Dieser Beitrag ist in Zusammenarbeit mit dem Caritasverband des Erzbistums Köln entstanden. Der Text und die Meinungen in diesem Beitrag sind unsere eigenen.
Einen Kindergartenplatz zu finden, ist heute leider nicht mehr ganz so leicht. Meistens muss man nehmen, was kommt und kann nicht allzu wählerisch sein.
Kein Wunschkonzert
Das war vor 10 Jahre auch schon so. Und ich bin damals wie heute unendlich glücklich darüber, dass ich Sonea mit 3 Monaten in einer Kita angemeldet habe, die zwar nicht gerade um die Ecke war, aber in der Soneas Down-Syndrom kein Hindernis sein sollte.
Ein Kindergarten direkt am Wald, ein bisschen in die Jahre gekommen, aber durchaus mit Charme. Vier sehr kleine Gruppen. Zwei heilpädagogische Gruppen mit je acht Kindern und zwei Erziehern und zwei Gruppen mit 15 Kindern, davon je fünf mit Förderschwerpunkten.
Und obwohl es ein Caritas-Kindergarten war, schien es keine Rolle zu spielen, ob und welcher Konfession wir angehören.
Dass das alles nicht selbstverständlich ist, stellte ich später auch noch fest. Denn ich schaute mir noch weitere Kitas an. Klein und familiär, aber bitte kein Kind mit Behinderung. Zu betreuungsintensiv.
Oder zwar inklusiv, aber eben auch riesig, reizintensiv und laut. Nirgends fühlte ich uns richtig aufgehoben oder willkommen.
Wenn das Schicksal alles regelt
Umso glücklicher war ich, als dann der Anruf kam, dass wir ganz sicher den Platz in dem kleinen Kindergarten am Wald bekommen würden. Ich war damals mit Soneas kleinem Bruder schwanger und es fiel mir schwer meiner kleinen Weltentdeckerin gerecht zu werden. Ich war einfach nicht mehr genug.
Sonea liebte den Kindergarten vom ersten Tag an und schickte uns während der Eingewöhnung weg.
Ein Jahr später kam dann Soneas Bruder nach einer kleinen Umstrukturierung der Kitagruppen in die neu eröffnete U3 Gruppe. Die Inklusion sah vor, dass die heilpädagogischen Gruppen in inklusive Gruppen umgewandelt wurden.
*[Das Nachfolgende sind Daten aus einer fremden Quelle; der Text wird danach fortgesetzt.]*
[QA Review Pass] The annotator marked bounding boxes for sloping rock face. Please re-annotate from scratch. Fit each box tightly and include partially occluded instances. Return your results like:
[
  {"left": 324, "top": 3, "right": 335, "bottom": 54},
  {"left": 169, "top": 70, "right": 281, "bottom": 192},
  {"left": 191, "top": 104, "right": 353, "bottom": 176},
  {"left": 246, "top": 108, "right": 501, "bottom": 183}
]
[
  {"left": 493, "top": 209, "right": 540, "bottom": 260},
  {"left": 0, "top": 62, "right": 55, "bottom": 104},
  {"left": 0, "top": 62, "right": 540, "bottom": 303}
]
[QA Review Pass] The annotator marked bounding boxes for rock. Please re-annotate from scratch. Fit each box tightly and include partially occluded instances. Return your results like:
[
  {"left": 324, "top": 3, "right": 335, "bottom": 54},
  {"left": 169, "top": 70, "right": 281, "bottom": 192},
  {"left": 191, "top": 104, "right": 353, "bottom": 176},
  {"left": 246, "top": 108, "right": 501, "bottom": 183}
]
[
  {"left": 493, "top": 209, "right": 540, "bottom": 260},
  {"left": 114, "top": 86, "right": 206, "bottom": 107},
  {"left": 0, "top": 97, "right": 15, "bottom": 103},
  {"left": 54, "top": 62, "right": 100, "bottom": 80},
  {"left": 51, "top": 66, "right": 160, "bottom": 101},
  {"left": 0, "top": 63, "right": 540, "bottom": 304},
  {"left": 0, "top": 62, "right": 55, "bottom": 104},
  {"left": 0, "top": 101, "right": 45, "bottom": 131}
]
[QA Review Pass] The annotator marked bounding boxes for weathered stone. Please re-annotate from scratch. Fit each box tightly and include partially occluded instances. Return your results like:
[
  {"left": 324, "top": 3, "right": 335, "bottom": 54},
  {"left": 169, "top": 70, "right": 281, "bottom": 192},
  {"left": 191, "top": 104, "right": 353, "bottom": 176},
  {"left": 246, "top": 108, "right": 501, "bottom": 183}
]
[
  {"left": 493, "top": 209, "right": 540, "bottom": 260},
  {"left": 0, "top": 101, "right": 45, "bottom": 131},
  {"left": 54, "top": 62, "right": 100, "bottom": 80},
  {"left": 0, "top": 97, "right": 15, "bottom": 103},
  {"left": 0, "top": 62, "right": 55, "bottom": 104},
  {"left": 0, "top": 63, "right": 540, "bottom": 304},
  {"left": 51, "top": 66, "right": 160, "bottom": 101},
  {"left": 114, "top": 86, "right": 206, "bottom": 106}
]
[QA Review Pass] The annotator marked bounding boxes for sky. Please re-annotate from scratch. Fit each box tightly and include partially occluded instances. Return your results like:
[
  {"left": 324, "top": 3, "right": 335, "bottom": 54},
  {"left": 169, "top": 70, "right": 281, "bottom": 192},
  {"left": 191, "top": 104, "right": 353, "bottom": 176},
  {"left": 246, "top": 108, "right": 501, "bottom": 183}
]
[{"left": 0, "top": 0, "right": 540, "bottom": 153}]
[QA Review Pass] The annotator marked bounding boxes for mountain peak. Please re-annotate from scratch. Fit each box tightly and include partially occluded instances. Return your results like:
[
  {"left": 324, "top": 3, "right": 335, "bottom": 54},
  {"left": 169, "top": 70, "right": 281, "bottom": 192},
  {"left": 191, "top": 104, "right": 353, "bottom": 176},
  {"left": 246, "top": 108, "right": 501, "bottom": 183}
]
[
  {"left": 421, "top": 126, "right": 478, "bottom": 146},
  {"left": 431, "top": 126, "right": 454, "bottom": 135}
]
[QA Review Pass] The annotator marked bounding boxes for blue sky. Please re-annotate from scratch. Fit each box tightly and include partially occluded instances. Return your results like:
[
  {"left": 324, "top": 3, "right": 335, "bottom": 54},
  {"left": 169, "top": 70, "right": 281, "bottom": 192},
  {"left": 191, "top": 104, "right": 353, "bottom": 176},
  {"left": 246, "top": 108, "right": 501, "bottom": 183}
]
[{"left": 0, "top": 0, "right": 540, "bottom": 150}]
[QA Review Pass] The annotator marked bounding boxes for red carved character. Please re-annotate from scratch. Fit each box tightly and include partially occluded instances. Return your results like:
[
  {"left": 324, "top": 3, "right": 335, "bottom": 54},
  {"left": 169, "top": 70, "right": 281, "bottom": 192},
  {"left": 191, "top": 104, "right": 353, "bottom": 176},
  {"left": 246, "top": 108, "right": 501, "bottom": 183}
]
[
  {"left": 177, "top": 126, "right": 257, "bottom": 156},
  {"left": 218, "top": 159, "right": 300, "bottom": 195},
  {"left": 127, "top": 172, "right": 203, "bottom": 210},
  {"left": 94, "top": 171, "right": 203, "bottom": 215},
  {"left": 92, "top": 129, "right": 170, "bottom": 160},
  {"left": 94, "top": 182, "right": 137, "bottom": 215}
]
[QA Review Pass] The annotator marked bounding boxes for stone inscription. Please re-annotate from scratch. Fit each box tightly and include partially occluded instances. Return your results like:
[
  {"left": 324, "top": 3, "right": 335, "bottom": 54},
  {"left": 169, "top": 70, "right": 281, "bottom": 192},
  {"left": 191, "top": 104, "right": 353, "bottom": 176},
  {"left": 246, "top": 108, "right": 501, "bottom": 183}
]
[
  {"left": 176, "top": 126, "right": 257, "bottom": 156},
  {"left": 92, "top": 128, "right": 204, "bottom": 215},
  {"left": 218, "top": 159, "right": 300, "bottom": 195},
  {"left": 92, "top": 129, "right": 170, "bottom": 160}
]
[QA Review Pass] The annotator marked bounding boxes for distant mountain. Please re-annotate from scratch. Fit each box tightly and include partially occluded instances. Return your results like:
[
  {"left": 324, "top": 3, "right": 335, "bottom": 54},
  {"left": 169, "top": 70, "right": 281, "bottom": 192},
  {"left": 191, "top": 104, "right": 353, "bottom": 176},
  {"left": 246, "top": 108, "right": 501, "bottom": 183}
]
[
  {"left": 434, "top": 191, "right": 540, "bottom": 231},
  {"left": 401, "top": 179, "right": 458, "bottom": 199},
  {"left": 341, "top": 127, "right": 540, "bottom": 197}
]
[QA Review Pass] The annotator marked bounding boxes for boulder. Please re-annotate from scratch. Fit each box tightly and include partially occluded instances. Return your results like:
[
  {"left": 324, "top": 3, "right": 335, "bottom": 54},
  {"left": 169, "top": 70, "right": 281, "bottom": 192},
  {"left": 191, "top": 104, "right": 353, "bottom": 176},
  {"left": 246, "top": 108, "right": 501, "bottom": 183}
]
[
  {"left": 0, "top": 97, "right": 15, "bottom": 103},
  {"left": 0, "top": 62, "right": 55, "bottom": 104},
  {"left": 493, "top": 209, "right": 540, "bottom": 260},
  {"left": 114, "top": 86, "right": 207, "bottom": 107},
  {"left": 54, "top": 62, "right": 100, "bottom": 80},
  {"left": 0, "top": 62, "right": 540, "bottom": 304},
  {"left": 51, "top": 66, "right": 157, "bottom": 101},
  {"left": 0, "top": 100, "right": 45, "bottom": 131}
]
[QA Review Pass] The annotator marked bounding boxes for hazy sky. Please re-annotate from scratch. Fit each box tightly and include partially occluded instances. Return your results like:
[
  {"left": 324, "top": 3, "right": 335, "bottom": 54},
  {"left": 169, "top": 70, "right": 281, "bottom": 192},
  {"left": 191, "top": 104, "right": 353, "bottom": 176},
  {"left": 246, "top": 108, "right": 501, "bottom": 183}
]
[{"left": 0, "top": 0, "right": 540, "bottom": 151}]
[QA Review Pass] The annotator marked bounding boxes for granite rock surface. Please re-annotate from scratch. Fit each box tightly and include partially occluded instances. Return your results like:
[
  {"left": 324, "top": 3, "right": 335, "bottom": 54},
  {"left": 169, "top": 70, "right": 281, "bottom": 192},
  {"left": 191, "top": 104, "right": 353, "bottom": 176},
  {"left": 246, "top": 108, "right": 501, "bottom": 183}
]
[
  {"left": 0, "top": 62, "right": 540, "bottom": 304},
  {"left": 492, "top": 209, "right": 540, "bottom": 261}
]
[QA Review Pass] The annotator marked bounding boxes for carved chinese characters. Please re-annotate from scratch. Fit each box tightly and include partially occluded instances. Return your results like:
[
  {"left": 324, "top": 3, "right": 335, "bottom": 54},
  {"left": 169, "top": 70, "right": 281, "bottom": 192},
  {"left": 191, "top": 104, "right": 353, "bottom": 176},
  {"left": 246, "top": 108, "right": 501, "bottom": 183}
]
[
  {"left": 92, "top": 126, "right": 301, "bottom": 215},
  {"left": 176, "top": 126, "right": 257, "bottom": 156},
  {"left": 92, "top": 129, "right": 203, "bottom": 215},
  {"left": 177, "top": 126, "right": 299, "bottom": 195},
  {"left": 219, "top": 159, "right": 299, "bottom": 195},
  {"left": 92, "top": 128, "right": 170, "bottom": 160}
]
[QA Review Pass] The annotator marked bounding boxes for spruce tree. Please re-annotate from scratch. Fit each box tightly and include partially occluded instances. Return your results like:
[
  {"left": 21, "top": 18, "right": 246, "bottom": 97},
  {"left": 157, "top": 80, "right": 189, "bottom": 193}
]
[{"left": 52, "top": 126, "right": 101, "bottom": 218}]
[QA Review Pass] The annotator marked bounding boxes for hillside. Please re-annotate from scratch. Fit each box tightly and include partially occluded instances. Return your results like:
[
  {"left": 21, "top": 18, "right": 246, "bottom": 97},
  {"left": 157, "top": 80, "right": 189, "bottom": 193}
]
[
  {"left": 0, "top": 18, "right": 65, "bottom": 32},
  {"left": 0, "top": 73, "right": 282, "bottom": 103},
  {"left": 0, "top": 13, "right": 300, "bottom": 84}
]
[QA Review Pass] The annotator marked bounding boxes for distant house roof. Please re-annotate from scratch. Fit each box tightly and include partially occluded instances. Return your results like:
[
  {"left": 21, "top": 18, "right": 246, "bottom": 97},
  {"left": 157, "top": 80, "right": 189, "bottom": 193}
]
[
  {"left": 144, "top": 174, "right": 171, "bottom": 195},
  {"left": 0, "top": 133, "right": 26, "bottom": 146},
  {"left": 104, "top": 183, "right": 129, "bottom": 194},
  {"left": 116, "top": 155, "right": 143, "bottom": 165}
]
Danach gab es die Raupengruppe mit 10 Kindern unter 3 Jahren und drei Gruppen mit 15 Kindern über 3 Jahren, mit und ohne Behinderung.
Zwischenzeitlich zogen wir dann auch in die unmittelbare Nähe unserer Kita, denn gleich um die Ecke wurde eine schöne Wohnung frei.
Ein Ort der Geborgenheit und der Abenteuer
Die Kita wurde über die Jahre ein zweites Zuhause für die Kinder. Ein Ort der Geborgenheit, des Lernens und Entdeckens. Viele kleine Abenteuer haben die Kinder in ihrer Kita-Zeit erlebt. Aber vor allem war es ein Ort des selbstverständlichen Miteinanders, von dem alle profitierten.
Ich bin wirklich sehr dankbar dafür, dass meine Kinder ihre ersten Jahre und eine wertvolle Zeit in dieser besonderen Kita verbringen konnten und vor allem eine funktionierende Inklusion und ein gemeinsames Miteinander aus zwei verschiedenen Perspektiven erleben durften. Eine familiäre Atmosphäre, immer ein offenes Ohr und nicht bloß ein „Stop and Go“ und stets einen wachen Blick auf die Kinder und ihre Bedürfnisse.
Mich erfüllt diese Zeit nachhaltig mit großer Dankbarkeit und ich schreibe seit Tagen an diesem Beitrag. Es fällt mir nicht leicht, weil ich einfach keine Worte finde, die dieser wunderschönen Kindergartenzeit gerecht werden.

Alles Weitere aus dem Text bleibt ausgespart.